Le tribunal va dans un premier temps suivre l’arrêt de cassation de 1963 et confirmer qu’il n’était pas obligatoire pour le contribuable d’introduire une réclamation contre les cotisations établies pour les années 2010 à 2013.

Le tribunal « considère que la position administrative revient à attendre du contribuable qu’il conteste chaque année une imputation ‘fictive’ de pertes reportées sur des revenus de source étrangère conventionnellement exonérés, alors qu’il n’y a aucun impôt établi ».

Le tribunal souligne que la libre circulation des travailleurs et la primauté du droit de l’Union sont en cause dans cette affaire. En l’espèce, attendre du contribuable qu’il conteste préventivement chaque année une imposition « 0,00 » € revient à rendre la législation imprévisible et, partant, à empêcher le contribuable de bénéficier de la protection effective des droits conférés par le droit de l’Union. Le premier moyen du contribuable est donc déclaré fondé.

Dans un second temps, le tribunal déclare fondé le moyen tiré de la double imposition économique.

Le demandeur faisait valoir que l’imputation des pertes professionnelles belges de l’activité indépendante complémentaire du contribuable sur ses revenus étrangers exonérés avait pour effet de créer une double imposition économique incompatible avec le droit européen.

Les pertes professionnelles belges n’ont en effet pas été prises en considération pour la détermination de l’impôt dû au Luxembourg. En Belgique, l’imputation des pertes professionnelles belges sur des revenus étrangers exonérés n’a eu aucun effet sur l’impôt à payer et supprime toute possibilité de déduction future des pertes en question sur les revenus belges de travailleur indépendant complémentaire.

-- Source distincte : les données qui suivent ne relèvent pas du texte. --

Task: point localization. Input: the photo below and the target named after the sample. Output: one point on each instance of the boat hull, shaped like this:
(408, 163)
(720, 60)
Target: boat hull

En vertu de la libre circulation des travailleurs et de la primauté du droit de l’Union, le tribunal déclare fondée la demande que le montant des pertes reportées des exercices d’imposition 2010 à 2013 puissent être effectivement imputées sur le bénéfice de l’exercice 2014 et les exercices ultérieurs, le cas échéant.

Le contribuable se trouvant dans une situation analogue pourra invoquer cette jurisprudence, qui doit être approuvée. Elle rend en effet possible de solliciter l’imputation des pertes accumulées au cours des exercices antérieurs et ce, même si l’administration fiscale estime que l’imputation a été faite automatiquement sur des revenus étrangers qui, en réalité, étaient, en toute hypothèse, exonérés.

Il est donc possible d’éviter de « perdre des pertes » antérieures lorsqu’on est en présence de bénéfices étrangers exonérés et de conserver celles-ci pour une imputation ultérieure sur un futur bénéfice (taxable) belge.